The Fissile Material Cut-Off Treaty (FMCT) was also intensively discussed, especially together with an idea that has recently been gaining traction: that the treaty should be negotiated outside of the Conference on Disarmament (the ‘CD’). What this treaty should do is subject to considerable debate. Some argue that it should cap the production of fissile material for weapons purposes, but leave accumulated stockpiles aside. Others argue that the treaty is meaningless unless it imposes some quantitative controls on existing stocks. The CD, a diplomatic conference charged with negotiating multilateral arms control and disarmament agreements, has been stalled over this debate for over a decade. This has led to intense frustration, and now calls for moving negotiations to another, smaller forum.
The question at hand is whether or not this would achieve anything, and whose objectives such a move would best serve. If the intention with the proposed treaty is simply to formalize the already existing production moratorium amongst the nuclear-weapon states, this may be a good development. The majority of the P-5, as this grouping of states is sometimes called, shares the view that the treaty should look at future production, and leave the past alone.

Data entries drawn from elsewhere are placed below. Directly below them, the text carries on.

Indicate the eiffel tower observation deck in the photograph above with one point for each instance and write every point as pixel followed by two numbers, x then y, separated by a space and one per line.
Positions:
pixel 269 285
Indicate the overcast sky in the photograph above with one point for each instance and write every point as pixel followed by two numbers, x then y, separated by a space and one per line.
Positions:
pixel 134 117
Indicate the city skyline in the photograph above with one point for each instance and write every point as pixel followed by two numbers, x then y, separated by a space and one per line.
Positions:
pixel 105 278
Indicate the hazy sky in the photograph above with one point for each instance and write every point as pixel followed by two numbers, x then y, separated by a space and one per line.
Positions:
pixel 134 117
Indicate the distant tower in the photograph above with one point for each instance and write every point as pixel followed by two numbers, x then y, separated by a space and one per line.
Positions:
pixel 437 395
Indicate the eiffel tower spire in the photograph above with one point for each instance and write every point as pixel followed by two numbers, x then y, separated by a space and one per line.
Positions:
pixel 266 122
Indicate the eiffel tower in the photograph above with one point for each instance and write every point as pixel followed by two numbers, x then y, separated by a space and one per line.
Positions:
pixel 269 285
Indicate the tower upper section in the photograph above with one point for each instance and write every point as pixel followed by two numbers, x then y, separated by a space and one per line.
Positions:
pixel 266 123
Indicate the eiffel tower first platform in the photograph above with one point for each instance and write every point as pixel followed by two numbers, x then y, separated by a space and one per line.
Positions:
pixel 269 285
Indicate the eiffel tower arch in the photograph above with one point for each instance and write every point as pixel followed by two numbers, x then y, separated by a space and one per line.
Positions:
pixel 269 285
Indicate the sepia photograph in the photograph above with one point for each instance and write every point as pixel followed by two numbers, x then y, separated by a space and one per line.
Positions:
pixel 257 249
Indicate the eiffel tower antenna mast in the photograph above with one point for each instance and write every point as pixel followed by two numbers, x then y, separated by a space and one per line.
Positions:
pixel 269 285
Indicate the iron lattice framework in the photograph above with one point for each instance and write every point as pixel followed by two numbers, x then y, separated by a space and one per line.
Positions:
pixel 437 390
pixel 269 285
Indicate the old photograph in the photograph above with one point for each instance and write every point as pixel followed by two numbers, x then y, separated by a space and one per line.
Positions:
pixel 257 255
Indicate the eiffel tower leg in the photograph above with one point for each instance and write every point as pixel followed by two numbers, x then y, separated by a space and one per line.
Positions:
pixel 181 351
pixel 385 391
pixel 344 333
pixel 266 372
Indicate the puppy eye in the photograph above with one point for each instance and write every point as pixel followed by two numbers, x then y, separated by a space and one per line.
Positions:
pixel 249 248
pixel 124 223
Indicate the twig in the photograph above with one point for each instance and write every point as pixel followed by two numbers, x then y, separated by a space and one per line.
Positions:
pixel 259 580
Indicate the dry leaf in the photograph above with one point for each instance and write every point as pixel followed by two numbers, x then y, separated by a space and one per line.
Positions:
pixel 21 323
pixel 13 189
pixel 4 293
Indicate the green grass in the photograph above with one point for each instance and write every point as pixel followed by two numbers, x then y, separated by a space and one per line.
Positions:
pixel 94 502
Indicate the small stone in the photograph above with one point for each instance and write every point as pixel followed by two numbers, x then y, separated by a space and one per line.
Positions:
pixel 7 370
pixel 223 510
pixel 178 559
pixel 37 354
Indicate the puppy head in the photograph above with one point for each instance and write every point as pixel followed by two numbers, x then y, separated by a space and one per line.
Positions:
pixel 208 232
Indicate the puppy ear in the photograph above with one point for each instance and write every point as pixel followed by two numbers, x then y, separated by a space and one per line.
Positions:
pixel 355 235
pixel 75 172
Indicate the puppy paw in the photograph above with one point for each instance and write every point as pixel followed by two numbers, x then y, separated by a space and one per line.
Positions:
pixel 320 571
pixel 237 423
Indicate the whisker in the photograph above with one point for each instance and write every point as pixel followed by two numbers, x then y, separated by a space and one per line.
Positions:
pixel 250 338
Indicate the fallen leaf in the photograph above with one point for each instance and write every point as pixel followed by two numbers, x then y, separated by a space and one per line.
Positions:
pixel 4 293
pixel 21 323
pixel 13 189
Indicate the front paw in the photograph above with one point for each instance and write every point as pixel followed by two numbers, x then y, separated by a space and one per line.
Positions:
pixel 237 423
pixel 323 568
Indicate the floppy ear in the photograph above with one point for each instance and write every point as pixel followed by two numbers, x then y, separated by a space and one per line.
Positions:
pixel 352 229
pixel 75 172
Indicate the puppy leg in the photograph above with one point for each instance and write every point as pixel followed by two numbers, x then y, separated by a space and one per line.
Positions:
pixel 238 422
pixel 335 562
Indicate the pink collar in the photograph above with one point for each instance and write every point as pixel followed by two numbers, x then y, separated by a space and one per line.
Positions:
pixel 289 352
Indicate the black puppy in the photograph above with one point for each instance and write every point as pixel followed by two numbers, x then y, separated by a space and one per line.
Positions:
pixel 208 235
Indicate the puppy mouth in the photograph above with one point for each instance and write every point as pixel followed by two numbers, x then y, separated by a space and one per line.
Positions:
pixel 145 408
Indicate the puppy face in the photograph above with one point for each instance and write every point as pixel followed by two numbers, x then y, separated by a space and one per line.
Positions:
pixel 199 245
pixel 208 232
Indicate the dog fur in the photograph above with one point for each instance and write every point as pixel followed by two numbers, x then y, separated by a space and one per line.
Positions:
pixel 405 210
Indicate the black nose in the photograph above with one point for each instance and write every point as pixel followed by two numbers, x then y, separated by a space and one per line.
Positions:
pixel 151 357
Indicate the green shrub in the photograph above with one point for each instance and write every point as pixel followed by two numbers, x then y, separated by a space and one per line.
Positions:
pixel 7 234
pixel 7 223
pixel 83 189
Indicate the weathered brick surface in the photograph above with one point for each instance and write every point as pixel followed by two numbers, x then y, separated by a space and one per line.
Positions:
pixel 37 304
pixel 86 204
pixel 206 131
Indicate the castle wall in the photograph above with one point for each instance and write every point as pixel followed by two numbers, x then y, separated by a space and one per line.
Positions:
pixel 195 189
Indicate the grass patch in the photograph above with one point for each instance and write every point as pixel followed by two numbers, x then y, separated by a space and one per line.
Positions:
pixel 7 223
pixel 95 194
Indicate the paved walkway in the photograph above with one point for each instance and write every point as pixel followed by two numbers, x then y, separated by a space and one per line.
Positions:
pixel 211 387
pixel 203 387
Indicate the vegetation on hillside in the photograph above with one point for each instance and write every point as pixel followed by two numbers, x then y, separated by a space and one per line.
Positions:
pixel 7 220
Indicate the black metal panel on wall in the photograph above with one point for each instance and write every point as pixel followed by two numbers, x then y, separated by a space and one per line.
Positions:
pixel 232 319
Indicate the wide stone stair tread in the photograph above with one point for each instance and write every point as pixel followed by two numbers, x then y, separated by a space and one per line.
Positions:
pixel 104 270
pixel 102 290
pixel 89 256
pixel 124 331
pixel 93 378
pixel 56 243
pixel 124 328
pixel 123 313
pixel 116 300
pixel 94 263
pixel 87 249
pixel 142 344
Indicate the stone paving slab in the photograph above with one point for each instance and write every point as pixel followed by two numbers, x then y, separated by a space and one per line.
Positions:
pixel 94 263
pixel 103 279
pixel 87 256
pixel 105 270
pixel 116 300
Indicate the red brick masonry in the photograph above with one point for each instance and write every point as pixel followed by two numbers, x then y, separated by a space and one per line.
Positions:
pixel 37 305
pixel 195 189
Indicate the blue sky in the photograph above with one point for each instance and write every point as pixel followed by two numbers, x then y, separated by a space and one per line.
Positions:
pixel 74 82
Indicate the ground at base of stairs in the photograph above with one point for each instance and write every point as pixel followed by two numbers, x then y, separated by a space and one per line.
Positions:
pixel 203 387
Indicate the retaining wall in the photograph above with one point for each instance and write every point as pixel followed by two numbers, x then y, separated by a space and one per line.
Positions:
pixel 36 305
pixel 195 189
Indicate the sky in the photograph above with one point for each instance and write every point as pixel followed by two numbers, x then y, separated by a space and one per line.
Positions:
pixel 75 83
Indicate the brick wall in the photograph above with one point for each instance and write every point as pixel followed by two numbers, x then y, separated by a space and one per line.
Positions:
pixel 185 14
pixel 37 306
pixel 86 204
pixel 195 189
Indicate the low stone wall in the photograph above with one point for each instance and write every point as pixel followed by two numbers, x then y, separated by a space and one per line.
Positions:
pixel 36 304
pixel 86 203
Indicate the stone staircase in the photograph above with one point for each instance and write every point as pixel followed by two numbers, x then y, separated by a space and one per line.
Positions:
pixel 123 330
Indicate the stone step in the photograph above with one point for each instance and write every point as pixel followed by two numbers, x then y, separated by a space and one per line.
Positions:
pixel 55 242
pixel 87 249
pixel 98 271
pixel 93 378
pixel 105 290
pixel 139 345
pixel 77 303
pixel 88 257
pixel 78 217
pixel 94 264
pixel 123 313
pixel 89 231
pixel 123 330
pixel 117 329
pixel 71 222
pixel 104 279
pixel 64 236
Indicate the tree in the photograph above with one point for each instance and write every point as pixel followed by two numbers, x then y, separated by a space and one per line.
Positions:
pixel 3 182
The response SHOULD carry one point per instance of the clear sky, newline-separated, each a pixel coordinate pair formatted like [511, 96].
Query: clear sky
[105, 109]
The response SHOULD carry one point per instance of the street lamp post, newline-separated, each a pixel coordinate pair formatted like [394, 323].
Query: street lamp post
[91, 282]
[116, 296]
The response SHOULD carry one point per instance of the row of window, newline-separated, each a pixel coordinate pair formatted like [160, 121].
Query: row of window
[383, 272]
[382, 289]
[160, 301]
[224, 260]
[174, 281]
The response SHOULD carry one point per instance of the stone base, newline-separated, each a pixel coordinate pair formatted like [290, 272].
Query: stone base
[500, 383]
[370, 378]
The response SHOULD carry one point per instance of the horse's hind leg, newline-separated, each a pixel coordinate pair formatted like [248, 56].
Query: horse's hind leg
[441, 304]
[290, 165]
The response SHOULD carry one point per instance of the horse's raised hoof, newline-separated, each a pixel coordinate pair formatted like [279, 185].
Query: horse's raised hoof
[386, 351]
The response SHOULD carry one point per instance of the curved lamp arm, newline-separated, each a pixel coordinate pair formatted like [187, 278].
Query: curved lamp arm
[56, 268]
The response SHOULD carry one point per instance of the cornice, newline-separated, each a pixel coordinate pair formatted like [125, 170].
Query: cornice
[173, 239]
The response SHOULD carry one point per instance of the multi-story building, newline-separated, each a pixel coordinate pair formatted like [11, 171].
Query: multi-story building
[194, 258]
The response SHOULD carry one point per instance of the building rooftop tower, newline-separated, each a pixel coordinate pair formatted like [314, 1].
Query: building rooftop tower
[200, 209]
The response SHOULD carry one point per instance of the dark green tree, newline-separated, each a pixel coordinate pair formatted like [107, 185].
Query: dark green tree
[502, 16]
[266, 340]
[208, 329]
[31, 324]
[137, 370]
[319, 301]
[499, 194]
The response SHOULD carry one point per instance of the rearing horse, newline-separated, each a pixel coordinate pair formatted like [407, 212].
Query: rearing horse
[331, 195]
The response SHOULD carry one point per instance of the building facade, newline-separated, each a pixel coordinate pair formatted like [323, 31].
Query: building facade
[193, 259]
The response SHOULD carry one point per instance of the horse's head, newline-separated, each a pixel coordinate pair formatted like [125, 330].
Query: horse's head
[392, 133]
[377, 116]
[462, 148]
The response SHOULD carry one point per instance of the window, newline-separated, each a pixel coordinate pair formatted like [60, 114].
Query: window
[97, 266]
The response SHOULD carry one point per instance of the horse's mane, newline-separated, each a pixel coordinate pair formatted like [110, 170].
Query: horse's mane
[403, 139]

However, one of the P-5 members is reluctant to accept this as it orients itself not only in relation to the other nuclear-weapon states, but also to the other three states standing outside the NPT. The worst case scenario would be for treaty negotiations to be moved outside the CD, only to have them stall again. This could both wreck the CD, and at the same time destroy prospects for meaningful negotiations on the FMCT.
The meeting also discussed prospects for further strides towards multilateral disarmament. The goodwill generated by the 2010 NPT Review Conference seems to have faded somewhat, as the start of the session illustrated. An attempt by one nuclear-weapon state participant to explain his country’s position backfired, as others began to accuse him of attempting to revise, or downplay, the outcome of the conference. ‘You don’t need to tell me what the conference documents means’, one non-nuclear-weapon state participant forcefully argued. ‘I was there too, remember?’
In a similar way, many participants privately expressed the opinion that the debate on how to verify multilateral arms reductions felt flat and uninspired. I would not agree with that. The presentations by David Chambers and Joe Pilat were considered and thoughtful, as well as cautiously optimistic. Mr Chamber’s call for more states to get involved in multilateral disarmament verification R&D was welcomed. On behalf of VERTIC, I thanked the Atomic Weapons Establishment for our past cooperative research on the UK-Norway Initiative, which has been very fruitful.
Overall, I use Wilton Park as a way of gauging the health of the nuclear non-proliferation regime. And while it is too early to tell for sure, I sense a slight retrenchment of the positions of some of the nuclear-weapon states on disarmament issues. A representative of a prominently-engaged non-nuclear-weapon state once told me over dinner in New York that the successful outcome to the NPT Review Conference had in fact been a ‘failure in disguise’. I believe that it is too early to make pronouncements of that kind. The coming years will show whether the nuclear-weapon states are serious about implementing their ‘serious political commitments’, as one ambassador put it, ‘in an accountable fashion’.